HABER MERKEZİ- Cumartesi Anneleri, gözaltında kaybedilen yakınlarının akıbetinin açıklanması ve faillerin yargılanması talebiyle yaptıkları ve 702. haftasına giren eylemlerini de polis ablukası ve “yasak” dayatmalarıyla gerçekleştirdi.
Sabah saatlerinden itibaren Taksim’deki İnsan Hakları Derneği (İHD) İstanbul Şubesi’nde toplanan kayıp yakınları saat 11.30 civarında buradan Galatasaray Meydanı’na yürüyüşe geçti. Önleri Büyükparmakkapı Sokak’ta kesilen kayıp yakınları basın açıklamalarını polis barikatı önünde yaptı. Eylemde polis ablukasına tepki gösteren kayıp yakınlarından Hanife Yıldız da bir süreliğine fenalaştı.
1995 yılında gözaltında kaybedilen Fehmi Tosun’un kızı Besna Tosun tarafından, polisin “müdahale ederiz” tehditleri altında okunan açıklamada, devletin gözaltında kaybetme suçunu etkili şekilde cezalandırması için kayıp yakınları olarak 702 haftadır oturma eylemi yaptıkları belirtilerek 700. hafta eylemlerinin polis terörüne maruz kaldığı hatırlatıldı.
“Elimizden geleni yapacağız”
“2011 yılında Erdoğan’ın davet ederek görüştüğü, ‘Sizin sorununuz kabinemin sorunudur. Elimizden geleni yapacağız’ dediği yaşlı annelerimiz İçişleri Bakanı’nın ağır hakaretlerine maruz kaldı. Bugün de gözaltında kaybedilen sevdiklerimizle buluşma mekanımız olan Galatasaray Meydanı TOMA’lar, iş makineleri, çelik ve beton bariyerler ile kuşatıldı. Elimizdeki fotoğraflara ve karanfillere karşı ağır silahlı polisler konuşlandırıldı” ifadeleriyle süren açıklamada “Bizim 702 haftadır kamuoyuna açıkladıklarımız; tanık beyanlarına, kamu görevlilerinin ifadelerine, TBMM raporlarına, savcılık fezlekelerine, mahkeme tutanaklarına, AİHM kararlarına, akademik çalışmalara, kitaplara, gazete haberlerine de yansıyan gerçeklerdir. Gerçekler bilinmesin diye bize Galatasaray’ı yasaklıyorsunuz” denildi.

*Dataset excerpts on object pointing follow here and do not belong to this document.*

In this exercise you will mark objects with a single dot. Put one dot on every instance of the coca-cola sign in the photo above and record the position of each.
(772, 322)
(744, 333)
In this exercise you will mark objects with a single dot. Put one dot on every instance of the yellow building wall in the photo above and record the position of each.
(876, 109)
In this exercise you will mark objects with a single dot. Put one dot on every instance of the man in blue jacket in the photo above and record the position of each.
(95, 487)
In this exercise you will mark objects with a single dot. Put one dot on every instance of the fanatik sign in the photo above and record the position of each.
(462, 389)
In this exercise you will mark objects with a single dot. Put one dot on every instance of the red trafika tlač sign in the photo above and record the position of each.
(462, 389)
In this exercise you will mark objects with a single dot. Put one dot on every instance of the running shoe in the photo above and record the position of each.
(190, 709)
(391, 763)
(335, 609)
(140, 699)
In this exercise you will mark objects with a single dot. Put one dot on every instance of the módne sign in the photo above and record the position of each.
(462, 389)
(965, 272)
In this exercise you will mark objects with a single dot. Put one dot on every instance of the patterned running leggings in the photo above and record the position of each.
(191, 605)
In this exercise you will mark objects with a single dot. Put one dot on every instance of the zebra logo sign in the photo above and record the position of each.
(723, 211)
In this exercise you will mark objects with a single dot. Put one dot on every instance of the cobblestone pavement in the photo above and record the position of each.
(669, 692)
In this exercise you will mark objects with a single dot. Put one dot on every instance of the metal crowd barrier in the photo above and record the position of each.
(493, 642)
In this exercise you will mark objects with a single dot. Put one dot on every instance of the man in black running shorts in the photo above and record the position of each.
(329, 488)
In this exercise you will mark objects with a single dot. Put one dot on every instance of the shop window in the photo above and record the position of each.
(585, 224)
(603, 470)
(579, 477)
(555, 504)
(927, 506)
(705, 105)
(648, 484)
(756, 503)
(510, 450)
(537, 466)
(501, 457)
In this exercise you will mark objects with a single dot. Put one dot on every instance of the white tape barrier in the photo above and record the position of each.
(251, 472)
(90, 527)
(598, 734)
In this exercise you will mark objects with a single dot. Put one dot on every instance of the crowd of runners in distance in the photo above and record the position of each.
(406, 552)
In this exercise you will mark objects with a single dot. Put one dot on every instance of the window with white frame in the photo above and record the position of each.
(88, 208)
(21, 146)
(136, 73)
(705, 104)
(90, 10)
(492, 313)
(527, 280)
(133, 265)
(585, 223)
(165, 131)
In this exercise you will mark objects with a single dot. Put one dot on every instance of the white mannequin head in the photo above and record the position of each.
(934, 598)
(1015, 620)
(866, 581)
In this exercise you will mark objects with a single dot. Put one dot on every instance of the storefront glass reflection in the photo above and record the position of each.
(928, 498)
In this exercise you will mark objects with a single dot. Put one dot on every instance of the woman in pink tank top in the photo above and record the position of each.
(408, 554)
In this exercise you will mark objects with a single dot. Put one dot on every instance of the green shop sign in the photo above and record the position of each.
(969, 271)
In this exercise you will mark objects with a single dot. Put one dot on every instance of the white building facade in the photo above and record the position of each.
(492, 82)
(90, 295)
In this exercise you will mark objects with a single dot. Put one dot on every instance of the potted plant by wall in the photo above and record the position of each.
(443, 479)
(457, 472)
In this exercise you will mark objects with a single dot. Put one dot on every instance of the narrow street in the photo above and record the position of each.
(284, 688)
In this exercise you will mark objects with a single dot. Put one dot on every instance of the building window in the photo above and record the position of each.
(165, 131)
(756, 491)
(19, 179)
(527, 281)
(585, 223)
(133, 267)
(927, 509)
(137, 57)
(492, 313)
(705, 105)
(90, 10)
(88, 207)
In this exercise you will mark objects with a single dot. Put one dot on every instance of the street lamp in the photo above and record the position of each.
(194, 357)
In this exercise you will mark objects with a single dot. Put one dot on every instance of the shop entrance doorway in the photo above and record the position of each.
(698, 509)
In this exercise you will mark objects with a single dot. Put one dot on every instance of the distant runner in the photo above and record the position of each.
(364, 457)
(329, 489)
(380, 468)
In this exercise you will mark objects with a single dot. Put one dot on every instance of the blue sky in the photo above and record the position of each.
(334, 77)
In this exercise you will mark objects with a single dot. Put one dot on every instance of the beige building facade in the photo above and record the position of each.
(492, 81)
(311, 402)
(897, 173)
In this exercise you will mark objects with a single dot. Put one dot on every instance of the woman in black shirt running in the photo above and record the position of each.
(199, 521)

“Hukukun üstünlüğü talebimize ağır polis şiddetiyle cevap verenlere sesleniyoruz: Annelerden ve meydanlardan korkanlar Arjantin’de, Şili’de kaybettiler. Türkiye’de de kaybedecekler” ifadeleriyle süren açıklamanın devamımda 12 Eylül 1994 tarihinde gözaltına alınarak kaybedilen Kenan Bilgin anlatıldı.
Dikmen’de otobüs durağından gözaltına alınan Bilgin’in “terörle mücadele” şubesinde işkencede gördüğüne dair 11 kişinin tanıklığına rağmen gözaltına alındığı kabul edilmediği hatırlatıldı. 35 yaşındaki Bilgin için yapılan tüm girişimlerin sonuçsuz kaldığı belirtilen açıklamada davanın Avrupa İnsan Hakları Mahkemesi’ne (AİHM) taşındığı, Bilgin’in 12 Eylül-3 Ekim tarihleri arasında kayıt dışı olarak gözaltında tutulduğunun anlaşıldığı ifade edildi. AİHM’nin Türkiye’yi mahkum ettiği aktarılan açıklamada, Ankara Cumhuriyet Başsavcılığı’nın ise olayla ilgili “kovuşturmaya yer yok” kararı verdiği ifade edildi.